United States District Court, N.D. Illinois


March 25, 2004.

ANNE RODI, Plaintiff,
v.
TARGET CORPORATION, Defendant

The opinion of the court was delivered by: CHARLES KOCORAS, District Judge

MEMORANDUM OPINION

This matter comes before the court on the motion of Plaintiff Ann Rodi for leave to mend her complaint pursuant to Fed.R.Civ.Proc. 15. For the reasons set forth below, the motion is denied.

BACKGROUND

  According to the complaint, Rodi was formerly employed as a sales associate at Marshall Field's, a chain of department stores owned and operated by Defendant Target Corporation ("Target"). Her manager at Field's was a woman named Laura Gans. In December 2001, Rodi's husband became seriously ill. Over a period of several months, Rodi requested time off from work or to reduce her schedule to allow her to care for him. She also developed medical problems of her own from the stress Page 2 and anxiety she experienced about her husband's condition, which contributed to her requests for time away from work. Rodi alleges that Gans repeatedly refused to allow her to take time off or to decrease the number of days she worked per week. In October 2002, Rodi resigned her position at Field's.

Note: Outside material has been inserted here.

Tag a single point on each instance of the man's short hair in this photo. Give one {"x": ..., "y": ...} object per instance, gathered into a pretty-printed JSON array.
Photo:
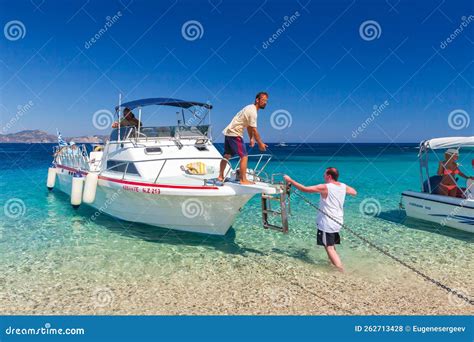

  On October 21, 2003, Rodi filed a complaint that contained two counts of violations of the Family Medical Leave Act ("FMLA"). 29 U.S.C. § 2601-54.*fn1 Target filed its answer to the initial complaint on December 12, 2003. The proposed amended complaint, filed on February 26, 2004, seeks to add some factual material to the preexisting allegations as well as a new state-law claim for intentional infliction of emotional distress ("IIED").

  LEGAL STANDARD

  Pursuant to Fed.R.Civ.Proc. 15(a), a plaintiff may amend a complaint once as a matter of course at any time before a responsive pleading is served. Rule 15(a) provides that leave to amend a complaint "shall be freely given when justice so requires," but if there is an apparent reason not to permit the amendment, such as "undue delay, bad faith or dilatory motive on the part of the movant, repeated failure Page 3 to cure deficiencies by amendments previously allowed, undue prejudice to the opposing party by virtue of allowance of the amendment., [or] futility of amendment," Foman v. Davis, 371 U.S. 178, 182, 83 S. Ct 227, 230 (1962), the motion may be denied. See, e.g., Payne v. Churchich, 161 F.3d 1030, 1036-37 (7th Cir. 1998). The decision whether to grant or deny a motion for leave to amend is committed to the sound discretion of the district court. Perrian v. O'Grady, 958 F.2d 192 (7th Cir. 1992).

  DISCUSSION

  Target contends that the amendment is fufile for three reasons: it is preempted by the Illinois Workers' Compensation Act ("IWCA"), its allegations are insufficient to support a claim for relief under Illinois law, and it is preempted by the Family Medical Leave Act. We address each of these arguments in turn.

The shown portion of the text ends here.